Impact of Lightning Data Assimilation on the Short-Term Precipitation Forecast over the Central Mediterranean Sea

Lightning data assimilation (LDA) is a powerful tool to improve the weather forecast of convective events and has been widely applied with this purpose in the past two decades. Most of these applications refer to events hitting coastal and land areas, where people live. However, a weather forecast over the sea has many important practical applications, and this paper focuses on the impact of LDA on the precipitation forecast over the central Mediterranean Sea around Italy. The 3 h rapid update cycle (RUC) configuration of the weather research and forecasting (WRF) model) has been used to simulate the whole month of November 2019. Two sets of forecasts have been considered: CTRL, without lightning data assimilation, and LIGHT, which assimilates data from the LIghtning detection NETwork (LINET).
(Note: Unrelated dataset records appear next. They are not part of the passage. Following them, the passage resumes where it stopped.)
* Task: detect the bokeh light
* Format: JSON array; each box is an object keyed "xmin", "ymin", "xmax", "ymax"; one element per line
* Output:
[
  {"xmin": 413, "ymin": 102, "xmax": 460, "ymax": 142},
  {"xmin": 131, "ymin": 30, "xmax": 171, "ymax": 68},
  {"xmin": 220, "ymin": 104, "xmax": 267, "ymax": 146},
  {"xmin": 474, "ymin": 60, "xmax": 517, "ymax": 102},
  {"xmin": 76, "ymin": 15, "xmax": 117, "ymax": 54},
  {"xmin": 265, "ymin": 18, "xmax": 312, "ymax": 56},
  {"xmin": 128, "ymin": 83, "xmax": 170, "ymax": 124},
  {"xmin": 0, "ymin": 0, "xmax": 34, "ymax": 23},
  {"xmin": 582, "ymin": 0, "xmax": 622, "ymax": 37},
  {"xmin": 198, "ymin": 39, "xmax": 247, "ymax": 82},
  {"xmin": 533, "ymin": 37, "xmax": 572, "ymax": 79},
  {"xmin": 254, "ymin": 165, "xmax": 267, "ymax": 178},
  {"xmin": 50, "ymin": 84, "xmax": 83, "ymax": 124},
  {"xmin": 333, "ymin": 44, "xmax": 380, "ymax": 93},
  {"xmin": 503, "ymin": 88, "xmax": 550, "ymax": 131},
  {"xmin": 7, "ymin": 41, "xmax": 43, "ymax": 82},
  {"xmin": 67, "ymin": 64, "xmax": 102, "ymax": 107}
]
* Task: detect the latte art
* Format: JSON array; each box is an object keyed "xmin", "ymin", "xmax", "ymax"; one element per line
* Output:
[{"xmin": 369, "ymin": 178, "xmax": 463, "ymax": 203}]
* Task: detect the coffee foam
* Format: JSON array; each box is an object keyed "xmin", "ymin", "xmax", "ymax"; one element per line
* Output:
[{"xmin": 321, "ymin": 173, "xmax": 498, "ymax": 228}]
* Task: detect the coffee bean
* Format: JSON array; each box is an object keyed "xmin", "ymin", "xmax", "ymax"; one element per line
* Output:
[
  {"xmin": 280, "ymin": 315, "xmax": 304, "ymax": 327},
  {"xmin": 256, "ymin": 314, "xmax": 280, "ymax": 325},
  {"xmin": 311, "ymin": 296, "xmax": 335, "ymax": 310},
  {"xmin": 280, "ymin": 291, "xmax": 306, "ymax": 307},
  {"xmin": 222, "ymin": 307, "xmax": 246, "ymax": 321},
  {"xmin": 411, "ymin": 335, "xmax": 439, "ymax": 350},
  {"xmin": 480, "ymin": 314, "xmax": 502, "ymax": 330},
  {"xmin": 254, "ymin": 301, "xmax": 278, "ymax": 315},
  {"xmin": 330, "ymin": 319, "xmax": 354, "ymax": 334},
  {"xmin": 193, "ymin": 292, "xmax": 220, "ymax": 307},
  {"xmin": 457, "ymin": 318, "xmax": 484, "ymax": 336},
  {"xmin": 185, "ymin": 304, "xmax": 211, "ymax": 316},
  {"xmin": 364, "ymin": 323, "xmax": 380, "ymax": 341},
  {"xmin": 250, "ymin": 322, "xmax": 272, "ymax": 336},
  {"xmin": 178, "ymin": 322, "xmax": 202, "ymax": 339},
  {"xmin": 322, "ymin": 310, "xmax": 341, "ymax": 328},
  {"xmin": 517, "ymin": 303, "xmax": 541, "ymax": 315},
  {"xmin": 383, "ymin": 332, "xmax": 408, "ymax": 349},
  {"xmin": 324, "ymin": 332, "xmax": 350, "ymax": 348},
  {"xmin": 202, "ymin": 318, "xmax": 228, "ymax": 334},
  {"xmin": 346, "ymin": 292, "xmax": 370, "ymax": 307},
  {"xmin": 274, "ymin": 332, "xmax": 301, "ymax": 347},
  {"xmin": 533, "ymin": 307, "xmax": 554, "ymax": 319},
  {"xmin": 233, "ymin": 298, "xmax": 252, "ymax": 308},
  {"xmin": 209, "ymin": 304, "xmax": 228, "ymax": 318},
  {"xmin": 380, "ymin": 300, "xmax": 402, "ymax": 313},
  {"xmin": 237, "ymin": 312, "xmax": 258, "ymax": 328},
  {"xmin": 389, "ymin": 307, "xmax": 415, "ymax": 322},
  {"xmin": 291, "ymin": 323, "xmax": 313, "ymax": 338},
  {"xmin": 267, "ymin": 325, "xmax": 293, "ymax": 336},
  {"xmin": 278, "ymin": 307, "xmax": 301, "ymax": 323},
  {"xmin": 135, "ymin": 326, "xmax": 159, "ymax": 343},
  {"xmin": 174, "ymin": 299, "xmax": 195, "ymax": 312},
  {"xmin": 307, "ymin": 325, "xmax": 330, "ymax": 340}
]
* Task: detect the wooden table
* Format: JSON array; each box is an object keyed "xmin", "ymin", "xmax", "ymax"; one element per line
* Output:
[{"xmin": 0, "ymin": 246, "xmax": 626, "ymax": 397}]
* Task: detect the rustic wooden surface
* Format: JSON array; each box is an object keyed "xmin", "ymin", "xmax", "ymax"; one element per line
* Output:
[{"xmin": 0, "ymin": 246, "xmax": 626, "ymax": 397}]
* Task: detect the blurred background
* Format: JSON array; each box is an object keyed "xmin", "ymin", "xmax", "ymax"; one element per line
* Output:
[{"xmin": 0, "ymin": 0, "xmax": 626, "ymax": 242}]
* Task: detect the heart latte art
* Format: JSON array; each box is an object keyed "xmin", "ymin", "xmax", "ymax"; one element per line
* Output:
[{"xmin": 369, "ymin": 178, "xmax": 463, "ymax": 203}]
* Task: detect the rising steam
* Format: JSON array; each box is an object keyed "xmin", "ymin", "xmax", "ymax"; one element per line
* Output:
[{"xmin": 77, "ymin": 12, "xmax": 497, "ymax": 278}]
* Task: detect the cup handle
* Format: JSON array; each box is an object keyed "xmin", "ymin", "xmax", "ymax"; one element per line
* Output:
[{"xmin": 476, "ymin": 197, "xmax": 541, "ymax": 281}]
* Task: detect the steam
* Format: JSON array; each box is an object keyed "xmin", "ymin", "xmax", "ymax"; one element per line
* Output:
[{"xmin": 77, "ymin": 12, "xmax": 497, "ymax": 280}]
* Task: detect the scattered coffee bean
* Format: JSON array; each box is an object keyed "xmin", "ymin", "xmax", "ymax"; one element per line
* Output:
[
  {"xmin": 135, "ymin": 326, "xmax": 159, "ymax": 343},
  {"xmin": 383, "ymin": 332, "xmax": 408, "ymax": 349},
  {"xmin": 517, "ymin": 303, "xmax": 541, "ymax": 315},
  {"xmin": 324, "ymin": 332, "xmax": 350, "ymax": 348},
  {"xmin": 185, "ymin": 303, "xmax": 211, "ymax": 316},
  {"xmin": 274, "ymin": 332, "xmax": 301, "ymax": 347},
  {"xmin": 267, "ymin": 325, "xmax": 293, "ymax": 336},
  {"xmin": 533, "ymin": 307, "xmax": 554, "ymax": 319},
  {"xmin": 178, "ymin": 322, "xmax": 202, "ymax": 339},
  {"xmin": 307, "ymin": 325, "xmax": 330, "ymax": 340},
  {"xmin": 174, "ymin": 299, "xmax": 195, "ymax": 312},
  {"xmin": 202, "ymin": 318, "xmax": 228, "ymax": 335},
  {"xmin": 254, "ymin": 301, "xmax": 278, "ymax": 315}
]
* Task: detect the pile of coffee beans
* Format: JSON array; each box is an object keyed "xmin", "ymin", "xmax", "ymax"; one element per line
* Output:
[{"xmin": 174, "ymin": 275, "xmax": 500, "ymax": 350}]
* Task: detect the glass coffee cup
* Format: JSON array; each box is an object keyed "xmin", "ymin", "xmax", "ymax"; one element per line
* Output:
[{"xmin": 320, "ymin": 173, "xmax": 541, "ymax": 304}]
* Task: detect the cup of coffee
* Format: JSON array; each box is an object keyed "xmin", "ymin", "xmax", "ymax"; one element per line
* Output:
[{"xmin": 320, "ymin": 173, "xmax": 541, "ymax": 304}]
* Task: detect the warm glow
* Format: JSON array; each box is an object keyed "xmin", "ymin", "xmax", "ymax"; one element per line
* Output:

The 3 h precipitation forecast has been compared with observations of the Integrated Multi-satellitE Retrievals for Global Precipitation Mission (GPM) (IMERG) dataset and with rain gauge observations recorded in six small Italian islands. The comparison of CTRL and LIGHT precipitation forecasts with the IMERG dataset shows a positive impact of LDA. The correlation between predicted and observed precipitation improves over wide areas of the Ionian and Adriatic Seas when LDA is applied. Specifically, the correlation coefficient for the whole domain increases from 0.59 to 0.67, and the anomaly correlation (AC) improves by 5% over land and by 8% over the sea when lightning is assimilated. The impact of LDA on the 3 h precipitation forecast over six small islands is also positive. LDA improves the forecast by both decreasing the false alarms and increasing the hits of the precipitation forecast, although with variability among the islands. The case study of 12 November 2019 (time interval 00–03 UTC) has been used to show how important the impact of LDA can be in practice. In particular, the shifting of the main precipitation pattern from land to the sea caused by LDA gives a much better representation of the precipitation field observed by the IMERG precipitation product.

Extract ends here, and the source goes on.